To resolve this issue, this Court must interpret the terms of the policy. “[I]nsurance contracts must be construed in accordance with the plain language of the policy.” Swire Pac. Holdings, Inc. v. Zurich Ins. Co., 845 So. 2d 161, 165 (Fla. 2003) [28 Fla. L. Weekly S307d]. “[A]n insurer, as the writer of an insurance policy, is bound by the language of the policy, which is to be construed liberally in favor of the insured and strictly against the insurer.” Berkshire Life Ins. Co. v. Adelberg, 698 So. 2d 828, 830 (Fla. 1997) [22 Fla. L. Weekly S513a]. “In construing an insurance policy, courts should read the policy as a whole, endeavoring to give every provision its full meaning and operative effect.” Gen. Star Indem. Co. v. W. Fla. Vill. Inn, Inc., 874 So. 2d 26, 30 (Fla. 2d DCA 2004) [29 Fla. L. Weekly D1070b].
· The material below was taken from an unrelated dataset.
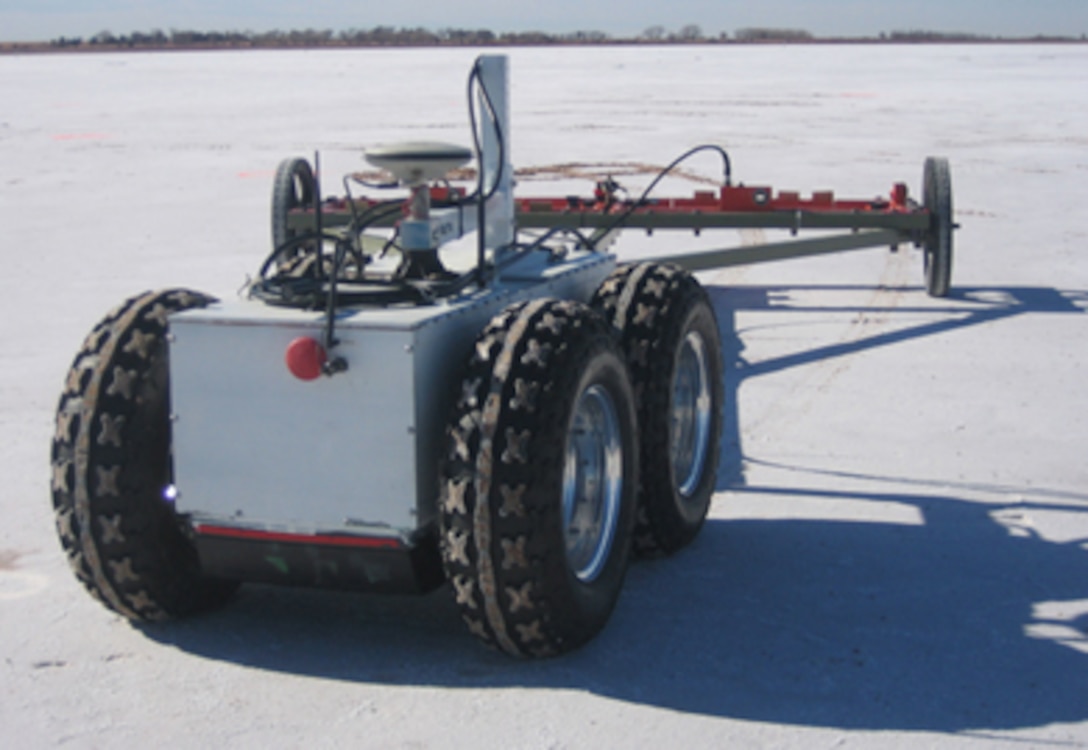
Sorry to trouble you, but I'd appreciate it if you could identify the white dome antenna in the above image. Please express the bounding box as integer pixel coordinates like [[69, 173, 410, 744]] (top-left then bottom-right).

Here, Nationwide asks this Court to ignore the “Limits and Conditions of Payment” section when it elects to repair or replace the damaged part, but honor the section if it elects to pay directly for the loss. Such an interpretation does not give every provision its full meaning and operative effect, nor is it an interpretation that is most strictly construed against the insurer. Nationwide cites Siegle v. Progressive and Arch Roberts & Co. v. Auto-Owners for the proposition that when it elects to repair or replace, its only obligation is to restore full function. However, the cited cases are distinguished in that they address only an insurer’s obligation to repair, not how much the insurer is obligated pay for the repairs.
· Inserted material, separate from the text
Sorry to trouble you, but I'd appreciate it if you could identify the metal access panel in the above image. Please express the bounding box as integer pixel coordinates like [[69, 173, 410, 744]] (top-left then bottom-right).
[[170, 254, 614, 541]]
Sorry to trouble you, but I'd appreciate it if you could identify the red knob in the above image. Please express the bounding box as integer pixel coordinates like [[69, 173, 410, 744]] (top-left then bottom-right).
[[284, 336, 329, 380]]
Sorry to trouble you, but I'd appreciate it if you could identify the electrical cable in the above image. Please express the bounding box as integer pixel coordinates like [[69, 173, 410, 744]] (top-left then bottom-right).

In this case, Nationwide has essentially treated the repair or replace language in the “Loss Settlement” provision as a limitation on the amount to be paid instead of what is intended, which is identifying one of two alternative methods by which to resolve the loss. It is the “Limits and Conditions of Payment” provision that limits Nationwide’s coverage. The plain language of that provision does not state that Nationwide’s limit of liability is the “lowest price possible,” but rather, states that coverage is limited to actual cash value as determined, in part, by fair market value. Moreover, at the trial court’s hearing, Auto Glass successfully raised a genuine issue of material fact as to the “actual cash value” price in the locality. Therefore, the trial court erred in granting summary judgment in favor of Nationwide.

Conclusion

The plain language of Nationwide’s policy, when construed strictly against the insurer and giving every provision its full meaning and operative effect, dictates that whether Nationwide elects to pay directly for the loss or repair or replace damaged parts under the “Loss Settlement” provision, the limit of its coverage is the actual cash value of the damaged parts as determined by considering, inter alia, fair market value. Here, there is a genuine issue of material fact regarding the actual cash value of windshield replacements in the locality. Therefore, summary judgment in favor of Nationwide, was inappropriate. Auto Glass is entitled to appellate attorney fees pursuant to section 627.428, Florida Statutes, contingent upon ultimately obtaining a judgment in its favor in the lower tribunal. Auto Glass is also entitled to their costs for the appeal pursuant to Florida Rule of Appellate Procedure 9.400(a).